Variance Reduction via Machine Learning Imputation with Auxiliary Data (Job Market Paper) pdf
Randomized control trials, also known as A/B tests, provide clean identification and unbiased estimates of causal effects. However, when the experimental sample size is small, the estimates can suffer from large sampling variance and statistical tests may lack power. This paper provides a method to improve estimation efficiency when an auxiliary non-experimental sample on observable characteristics from the same target population is available. The proposed estimator attains the semiparametric efficiency bound, which is newly derived in this paper under the two-sample setup, hence no regular estimator can achieve a lower asymptotic variance. The amount of variance reduction depends positively on 1) the size of the auxiliary sample and 2) how well the observable characteristics predict the potential outcomes. The latter motivates the use of high-dimensional data and machine learning tools in our efficient estimator. Following recent development on debiased machine learning, our estimator is asymptotically normal at the root-n rate, allowing construction of confidence intervals and hypothesis tests. Simulation results show that the estimator performs well in finite samples.
Work in Progress
Characterizing Complier under Multi-valued Treatment
In applied microeconomic studies with instrumental variables, different instruments often lead to different results. This project aims at explaining these differences and providing insights on treatment effect heterogeneity. The study revisits the interpretation of 2SLS (IV) estimator when the treatment is multi-valued and provides a method to identify and estimate the distribution of observable characteristics of the relevant complier groups.
Quantile Treatment Effect Estimation with High-dimensional Data (with Nengchieh Chang)

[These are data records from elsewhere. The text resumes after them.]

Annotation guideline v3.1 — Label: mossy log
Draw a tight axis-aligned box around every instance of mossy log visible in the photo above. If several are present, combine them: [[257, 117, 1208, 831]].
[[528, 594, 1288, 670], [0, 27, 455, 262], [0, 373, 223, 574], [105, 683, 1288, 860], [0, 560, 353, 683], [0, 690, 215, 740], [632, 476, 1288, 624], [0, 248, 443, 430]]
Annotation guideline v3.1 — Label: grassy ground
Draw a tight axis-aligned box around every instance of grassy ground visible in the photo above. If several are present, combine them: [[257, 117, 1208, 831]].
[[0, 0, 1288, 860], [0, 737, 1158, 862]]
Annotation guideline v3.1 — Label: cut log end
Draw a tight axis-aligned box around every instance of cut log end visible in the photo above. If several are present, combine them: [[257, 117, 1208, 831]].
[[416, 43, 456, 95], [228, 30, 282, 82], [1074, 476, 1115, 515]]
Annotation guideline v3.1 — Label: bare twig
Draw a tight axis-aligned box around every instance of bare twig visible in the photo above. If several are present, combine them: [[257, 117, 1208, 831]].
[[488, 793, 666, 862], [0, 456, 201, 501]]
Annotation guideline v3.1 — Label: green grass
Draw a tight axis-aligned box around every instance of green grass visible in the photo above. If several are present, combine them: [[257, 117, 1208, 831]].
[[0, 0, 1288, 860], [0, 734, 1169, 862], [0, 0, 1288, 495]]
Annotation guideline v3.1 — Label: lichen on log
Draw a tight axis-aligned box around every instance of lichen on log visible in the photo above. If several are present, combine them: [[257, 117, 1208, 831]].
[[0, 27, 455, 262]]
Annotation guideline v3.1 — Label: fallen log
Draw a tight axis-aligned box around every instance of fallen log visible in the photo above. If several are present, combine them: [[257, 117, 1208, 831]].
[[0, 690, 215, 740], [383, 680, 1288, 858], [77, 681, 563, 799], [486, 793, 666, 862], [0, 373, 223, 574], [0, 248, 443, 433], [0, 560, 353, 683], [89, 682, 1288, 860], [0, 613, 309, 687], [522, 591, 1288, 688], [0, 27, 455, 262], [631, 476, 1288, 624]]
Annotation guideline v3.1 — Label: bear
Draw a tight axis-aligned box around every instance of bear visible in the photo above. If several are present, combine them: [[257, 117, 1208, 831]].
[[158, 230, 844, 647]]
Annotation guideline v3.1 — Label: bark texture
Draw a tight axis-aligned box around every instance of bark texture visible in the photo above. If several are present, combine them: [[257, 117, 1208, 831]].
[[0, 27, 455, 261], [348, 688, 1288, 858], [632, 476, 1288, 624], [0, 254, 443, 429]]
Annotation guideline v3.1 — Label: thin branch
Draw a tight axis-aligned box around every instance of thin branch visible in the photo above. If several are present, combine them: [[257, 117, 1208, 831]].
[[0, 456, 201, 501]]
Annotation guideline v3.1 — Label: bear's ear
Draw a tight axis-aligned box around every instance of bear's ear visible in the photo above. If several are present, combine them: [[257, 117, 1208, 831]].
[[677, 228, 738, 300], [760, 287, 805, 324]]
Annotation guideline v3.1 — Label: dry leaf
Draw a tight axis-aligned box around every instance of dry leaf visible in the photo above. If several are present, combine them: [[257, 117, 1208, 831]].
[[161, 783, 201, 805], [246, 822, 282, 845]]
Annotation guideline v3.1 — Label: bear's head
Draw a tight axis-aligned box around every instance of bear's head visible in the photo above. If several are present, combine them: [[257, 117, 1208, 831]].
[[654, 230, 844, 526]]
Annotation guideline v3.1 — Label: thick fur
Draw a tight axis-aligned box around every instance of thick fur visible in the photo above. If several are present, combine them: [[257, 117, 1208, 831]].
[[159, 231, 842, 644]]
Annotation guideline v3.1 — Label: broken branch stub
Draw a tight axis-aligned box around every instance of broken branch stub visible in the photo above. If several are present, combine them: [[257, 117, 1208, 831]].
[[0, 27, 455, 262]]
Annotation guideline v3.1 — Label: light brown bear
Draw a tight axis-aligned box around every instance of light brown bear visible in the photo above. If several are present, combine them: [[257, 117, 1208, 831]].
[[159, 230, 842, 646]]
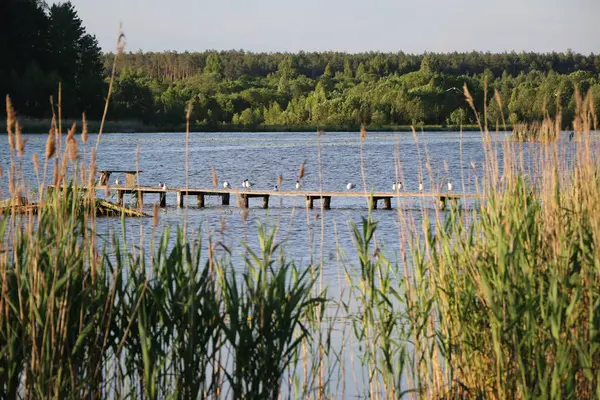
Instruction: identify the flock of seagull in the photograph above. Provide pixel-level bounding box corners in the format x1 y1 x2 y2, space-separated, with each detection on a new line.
115 178 454 192
229 179 454 192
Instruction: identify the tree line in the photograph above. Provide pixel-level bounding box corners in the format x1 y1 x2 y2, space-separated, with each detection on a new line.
0 0 600 129
105 51 600 129
0 0 106 118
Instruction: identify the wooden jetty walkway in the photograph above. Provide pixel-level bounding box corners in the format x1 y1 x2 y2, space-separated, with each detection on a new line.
84 186 481 210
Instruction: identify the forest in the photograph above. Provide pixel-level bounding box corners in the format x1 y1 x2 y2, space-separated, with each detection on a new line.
0 0 600 130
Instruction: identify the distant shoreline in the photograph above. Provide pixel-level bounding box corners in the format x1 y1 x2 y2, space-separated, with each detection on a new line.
15 118 492 134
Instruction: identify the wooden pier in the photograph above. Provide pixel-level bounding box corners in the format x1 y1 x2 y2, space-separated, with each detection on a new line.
88 186 481 210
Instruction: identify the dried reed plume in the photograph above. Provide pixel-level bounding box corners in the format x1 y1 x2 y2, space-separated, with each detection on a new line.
6 95 16 150
212 165 218 187
152 203 158 228
81 113 87 144
88 149 96 188
31 153 40 174
67 122 77 162
15 121 27 157
298 160 306 181
46 127 56 160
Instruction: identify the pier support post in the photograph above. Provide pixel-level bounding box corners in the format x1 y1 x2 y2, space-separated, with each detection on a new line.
238 194 250 208
306 196 313 210
438 196 446 211
371 197 378 210
383 197 392 210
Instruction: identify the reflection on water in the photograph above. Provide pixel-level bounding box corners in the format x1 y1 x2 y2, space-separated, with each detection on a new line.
0 132 574 395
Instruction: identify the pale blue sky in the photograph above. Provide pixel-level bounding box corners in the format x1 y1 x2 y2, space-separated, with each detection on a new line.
54 0 600 54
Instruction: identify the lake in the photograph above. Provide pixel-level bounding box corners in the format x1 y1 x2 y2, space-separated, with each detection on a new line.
0 132 574 397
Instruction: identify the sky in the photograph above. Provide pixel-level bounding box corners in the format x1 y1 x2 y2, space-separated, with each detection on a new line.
54 0 600 54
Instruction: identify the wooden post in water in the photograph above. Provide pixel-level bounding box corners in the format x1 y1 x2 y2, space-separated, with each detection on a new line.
371 197 377 210
238 193 249 208
306 196 313 210
438 196 446 211
383 197 392 210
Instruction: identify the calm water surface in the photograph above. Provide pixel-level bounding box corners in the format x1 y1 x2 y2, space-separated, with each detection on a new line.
0 132 502 276
0 132 580 280
0 132 574 395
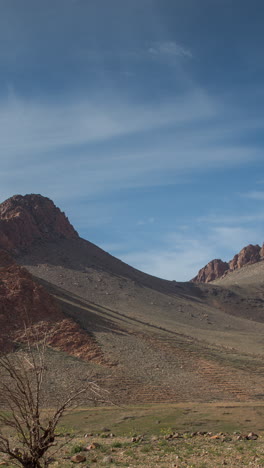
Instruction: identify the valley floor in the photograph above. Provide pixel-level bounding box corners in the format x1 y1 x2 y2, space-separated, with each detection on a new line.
0 402 264 468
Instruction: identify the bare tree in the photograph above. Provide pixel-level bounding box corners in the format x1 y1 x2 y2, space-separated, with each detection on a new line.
0 331 105 468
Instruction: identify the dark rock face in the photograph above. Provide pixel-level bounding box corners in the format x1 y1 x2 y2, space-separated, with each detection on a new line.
192 259 229 283
0 195 78 252
0 250 105 364
191 244 264 283
229 244 262 270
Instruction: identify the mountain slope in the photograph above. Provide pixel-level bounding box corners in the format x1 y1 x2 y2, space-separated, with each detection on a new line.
0 195 264 403
191 244 264 283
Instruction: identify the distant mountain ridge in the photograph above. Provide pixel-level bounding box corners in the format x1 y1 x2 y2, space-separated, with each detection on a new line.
0 195 264 406
191 244 264 283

This project provides a doubly robust extension (Chernozhukov et el. 2018) of the semiparametric quantile treatment effect estimation discussed in Firpo (2007). Our proposed estimator allows researchers to use a rich set of machine learning methods in the first-step estimation, while still obtaining valid inferences. Researchers can include as many control variables as they would consider necessary, without worrying about the over-fitting problem that would occur in the traditional estimation methods. This paper complements Belloni et al. (2017), which provided a very general framework to discuss the estimation and inference of many different treatment effects when researchers apply machine learning methods.